Apparently, my daughter has a science teacher who isn’t the nicest to her. My daughter is very smart and has always loved school; she’s even got her future university picked out; she wishes to attend Harvard University. Well, this teacher is always on her, and on the last day of school, she told another student who happens to be my daughter’s best friend, told this young girl, ‘I don’t think Jocelyn is going to pass 7th grade.’

Umm, excuse me? I’m sorry not only is that rude, but very unprofessional! This isn’t the first time she’s said something snide to her either; it’s come to the point where my daughter broke down in tears last night saying she doesn’t want to go back to school.

So I’ve decided to remove her and switch to an online school till we move. I’m going to be calling the school board tomorrow to make a complaint. I don’t tolerate bullying from other children, and I sure won’t tolerate it from a grown adult.”

RELATED: A California Mom Was Reportedly Beaten Up by the Same Teens Who Were Bullying Her Daughter When She Went to Talk to the School Principal

my daughter's teacher is a bully: advice?

Community Answers

The following top answers have been selected by a moderator from hundreds of responses to the original question.

“Coming from a teacher and I’m a parent of a middle school girl, and I’m not excusing any behaviors. But, there are always two sides. My daughter has told me things her teachers say as well. I have to take some of them with a grain of salt. Have you talked to the teacher? Maybe email her and cc the principal on the email. The school board is not the correct way to go.”

“Coming from a teacher: There’s always two sides to every story.”

“Never trust third hand info and not from kids. Gotta verify before taking extreme measures like this.”

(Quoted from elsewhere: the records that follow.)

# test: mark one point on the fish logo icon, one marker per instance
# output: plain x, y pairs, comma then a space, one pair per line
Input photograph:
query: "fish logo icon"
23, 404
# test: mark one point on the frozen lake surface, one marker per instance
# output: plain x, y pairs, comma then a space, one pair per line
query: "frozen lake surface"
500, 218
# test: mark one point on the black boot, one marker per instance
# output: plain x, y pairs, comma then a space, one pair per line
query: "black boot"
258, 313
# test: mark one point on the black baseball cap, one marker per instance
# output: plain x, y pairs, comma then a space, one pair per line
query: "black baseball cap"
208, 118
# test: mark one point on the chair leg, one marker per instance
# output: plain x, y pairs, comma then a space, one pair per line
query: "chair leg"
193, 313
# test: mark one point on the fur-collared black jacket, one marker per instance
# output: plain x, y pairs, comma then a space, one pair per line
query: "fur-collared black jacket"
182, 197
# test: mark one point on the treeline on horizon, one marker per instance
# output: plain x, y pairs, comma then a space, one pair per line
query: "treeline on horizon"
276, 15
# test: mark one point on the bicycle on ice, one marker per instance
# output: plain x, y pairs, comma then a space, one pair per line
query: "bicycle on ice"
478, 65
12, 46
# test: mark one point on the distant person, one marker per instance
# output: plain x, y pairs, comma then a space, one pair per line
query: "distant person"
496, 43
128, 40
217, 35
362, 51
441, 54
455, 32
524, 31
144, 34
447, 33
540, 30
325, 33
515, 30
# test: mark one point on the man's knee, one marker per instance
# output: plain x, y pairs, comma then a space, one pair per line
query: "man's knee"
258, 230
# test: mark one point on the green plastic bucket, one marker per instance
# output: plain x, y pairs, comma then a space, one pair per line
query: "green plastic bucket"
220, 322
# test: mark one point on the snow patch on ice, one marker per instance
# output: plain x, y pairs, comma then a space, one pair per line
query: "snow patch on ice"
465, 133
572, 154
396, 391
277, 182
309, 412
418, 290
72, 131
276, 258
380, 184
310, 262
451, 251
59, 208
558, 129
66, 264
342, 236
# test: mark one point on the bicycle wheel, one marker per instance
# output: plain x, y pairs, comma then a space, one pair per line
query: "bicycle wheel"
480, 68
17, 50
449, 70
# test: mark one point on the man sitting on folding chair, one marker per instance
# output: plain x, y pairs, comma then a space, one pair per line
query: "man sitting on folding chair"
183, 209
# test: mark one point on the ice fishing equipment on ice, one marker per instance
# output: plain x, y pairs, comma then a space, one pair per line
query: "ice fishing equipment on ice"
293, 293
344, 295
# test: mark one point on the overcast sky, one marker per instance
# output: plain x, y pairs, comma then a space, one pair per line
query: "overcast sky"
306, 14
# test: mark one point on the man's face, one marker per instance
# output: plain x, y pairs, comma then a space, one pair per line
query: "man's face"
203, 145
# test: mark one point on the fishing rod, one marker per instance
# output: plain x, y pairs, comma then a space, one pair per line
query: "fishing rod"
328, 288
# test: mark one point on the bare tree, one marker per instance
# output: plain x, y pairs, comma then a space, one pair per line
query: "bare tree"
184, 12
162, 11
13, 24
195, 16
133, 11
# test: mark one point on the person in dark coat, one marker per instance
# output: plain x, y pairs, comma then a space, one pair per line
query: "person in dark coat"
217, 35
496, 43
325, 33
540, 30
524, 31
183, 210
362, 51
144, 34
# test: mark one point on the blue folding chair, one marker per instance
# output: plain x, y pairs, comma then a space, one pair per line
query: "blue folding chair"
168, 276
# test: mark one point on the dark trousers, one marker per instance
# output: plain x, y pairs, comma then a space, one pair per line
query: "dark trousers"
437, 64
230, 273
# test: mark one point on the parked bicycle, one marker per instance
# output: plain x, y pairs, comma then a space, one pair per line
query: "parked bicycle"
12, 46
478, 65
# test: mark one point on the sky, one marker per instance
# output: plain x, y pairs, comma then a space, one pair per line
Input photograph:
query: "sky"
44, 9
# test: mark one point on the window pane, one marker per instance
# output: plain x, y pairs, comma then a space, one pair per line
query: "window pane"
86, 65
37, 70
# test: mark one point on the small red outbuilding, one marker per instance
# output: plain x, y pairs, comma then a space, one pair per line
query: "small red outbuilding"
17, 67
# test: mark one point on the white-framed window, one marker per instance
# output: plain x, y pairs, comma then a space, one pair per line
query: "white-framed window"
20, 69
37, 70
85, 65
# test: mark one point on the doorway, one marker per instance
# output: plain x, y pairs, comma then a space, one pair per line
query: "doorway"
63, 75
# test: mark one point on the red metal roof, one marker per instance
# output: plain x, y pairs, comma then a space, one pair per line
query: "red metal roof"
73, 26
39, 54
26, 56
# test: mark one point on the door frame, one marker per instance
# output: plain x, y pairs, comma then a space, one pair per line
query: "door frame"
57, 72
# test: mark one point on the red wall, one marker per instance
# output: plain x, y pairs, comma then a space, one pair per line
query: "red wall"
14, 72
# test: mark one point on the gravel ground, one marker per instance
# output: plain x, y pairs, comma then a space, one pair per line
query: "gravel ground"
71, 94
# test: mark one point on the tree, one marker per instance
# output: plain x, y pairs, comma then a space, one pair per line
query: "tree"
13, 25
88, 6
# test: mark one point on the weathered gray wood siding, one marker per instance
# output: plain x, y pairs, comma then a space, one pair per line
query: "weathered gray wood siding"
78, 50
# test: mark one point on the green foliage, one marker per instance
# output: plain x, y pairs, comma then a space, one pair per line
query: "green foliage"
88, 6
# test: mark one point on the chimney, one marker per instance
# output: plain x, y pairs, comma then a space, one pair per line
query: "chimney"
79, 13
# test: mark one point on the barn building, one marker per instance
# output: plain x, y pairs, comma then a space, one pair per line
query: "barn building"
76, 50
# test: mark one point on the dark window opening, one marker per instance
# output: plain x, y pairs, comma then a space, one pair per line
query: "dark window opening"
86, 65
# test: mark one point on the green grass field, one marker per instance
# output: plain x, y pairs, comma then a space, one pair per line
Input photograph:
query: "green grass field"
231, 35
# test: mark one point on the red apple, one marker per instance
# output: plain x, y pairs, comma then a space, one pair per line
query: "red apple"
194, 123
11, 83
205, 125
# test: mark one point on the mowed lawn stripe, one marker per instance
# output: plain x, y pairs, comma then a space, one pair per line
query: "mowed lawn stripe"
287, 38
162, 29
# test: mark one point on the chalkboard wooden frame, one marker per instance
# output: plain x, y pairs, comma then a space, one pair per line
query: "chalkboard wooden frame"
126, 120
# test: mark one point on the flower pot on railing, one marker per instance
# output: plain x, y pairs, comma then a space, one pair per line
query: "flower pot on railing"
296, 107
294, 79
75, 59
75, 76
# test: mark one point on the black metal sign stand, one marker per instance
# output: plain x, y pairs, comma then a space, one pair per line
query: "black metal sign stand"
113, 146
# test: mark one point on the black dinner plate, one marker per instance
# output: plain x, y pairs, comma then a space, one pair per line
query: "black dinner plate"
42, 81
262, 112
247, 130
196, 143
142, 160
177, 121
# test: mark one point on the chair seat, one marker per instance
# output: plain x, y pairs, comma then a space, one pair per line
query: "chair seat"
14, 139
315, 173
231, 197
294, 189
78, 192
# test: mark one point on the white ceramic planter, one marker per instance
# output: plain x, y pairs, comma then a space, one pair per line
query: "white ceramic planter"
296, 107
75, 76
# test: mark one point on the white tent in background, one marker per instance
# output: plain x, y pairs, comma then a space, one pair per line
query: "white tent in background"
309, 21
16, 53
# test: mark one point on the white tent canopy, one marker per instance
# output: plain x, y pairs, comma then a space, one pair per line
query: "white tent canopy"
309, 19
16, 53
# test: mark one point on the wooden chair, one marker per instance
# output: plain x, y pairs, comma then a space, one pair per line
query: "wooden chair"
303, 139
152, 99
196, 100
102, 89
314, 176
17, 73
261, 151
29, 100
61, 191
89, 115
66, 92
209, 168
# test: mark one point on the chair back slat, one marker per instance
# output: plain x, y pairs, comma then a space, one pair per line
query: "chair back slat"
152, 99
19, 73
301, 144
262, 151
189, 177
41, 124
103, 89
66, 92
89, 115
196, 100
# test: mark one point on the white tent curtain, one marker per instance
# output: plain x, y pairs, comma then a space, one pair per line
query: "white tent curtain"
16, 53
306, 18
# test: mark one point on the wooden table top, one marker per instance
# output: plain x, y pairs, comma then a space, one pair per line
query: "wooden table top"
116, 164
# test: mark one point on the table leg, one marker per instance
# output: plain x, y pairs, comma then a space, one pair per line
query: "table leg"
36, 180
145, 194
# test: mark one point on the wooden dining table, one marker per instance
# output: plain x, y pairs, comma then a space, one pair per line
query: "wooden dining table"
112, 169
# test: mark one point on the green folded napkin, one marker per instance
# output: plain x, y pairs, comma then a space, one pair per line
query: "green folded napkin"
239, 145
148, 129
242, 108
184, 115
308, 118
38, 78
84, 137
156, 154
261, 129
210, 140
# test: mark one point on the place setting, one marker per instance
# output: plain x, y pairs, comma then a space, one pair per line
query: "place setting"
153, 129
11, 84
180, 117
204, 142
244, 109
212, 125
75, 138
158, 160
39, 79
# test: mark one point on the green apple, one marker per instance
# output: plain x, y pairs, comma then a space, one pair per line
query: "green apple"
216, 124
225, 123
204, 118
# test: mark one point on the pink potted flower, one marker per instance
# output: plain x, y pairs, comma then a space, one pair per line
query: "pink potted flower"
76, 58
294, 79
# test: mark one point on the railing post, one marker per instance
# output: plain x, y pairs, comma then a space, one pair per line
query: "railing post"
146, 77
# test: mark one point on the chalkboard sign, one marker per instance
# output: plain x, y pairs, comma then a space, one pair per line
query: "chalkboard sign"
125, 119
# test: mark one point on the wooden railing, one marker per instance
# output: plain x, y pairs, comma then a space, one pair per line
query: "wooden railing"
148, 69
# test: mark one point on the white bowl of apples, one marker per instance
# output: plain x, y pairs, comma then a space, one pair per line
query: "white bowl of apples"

“Not saying it didn’t happen but I wouldn’t go to the school board before talking to that teacher and the principal at the same time. Maybe the friend lied or stretched the truth on what was says because she knows her friend doesn’t like the teacher. I would never go for someone’s job without at least getting their side of the story.”

“I have incorrectly overreacted to a teacher by only basing the situation on that of what one of my kids told me happened. As much as the mama bear in you wants to come out, I would acknowledge what your daughter is telling you but also talk to the teacher to make sure everyone is on the same page. It will save you any embarrassment and back-pedaling and maybe even improve your daughter and her teacher’s relationship. Most teachers applaud parents advocating for their child and taking an interest. That is excellent of you to be doing that.”

“I was a victim of a teacher bullying me. She gave detention if my pencil lead broke. She would make me take tests while others played games. I tolerated it for a long time because i thought she is my teacher i should respect her. It finally became too much; I was failing math and couldn’t do anything to make this woman happy. I finally turned to my mom and she confronted the teacher and the principal and then went to school board. She lost her job and within a month i was passing math with a B.”

“Some years ago a female 2nd grade teacher told my granddaughter she was so stupid that even God couldn’t love her. Granddaughter ended up being almost a straight A student who went on to college.”

“When i was in 6th grade I had a teacher bully me too my mom got tired of me crying and went to the principle had a meeting with him and the teacher and chewed them the hell out said if it happened again she would take action. . . it never happened again. I had a great mom.”

“First and foremost. Go straight to the teacher. Confront them head on. If that does not help, go to the principal. And if nothing is done and it is still happening, then you go to the school board.”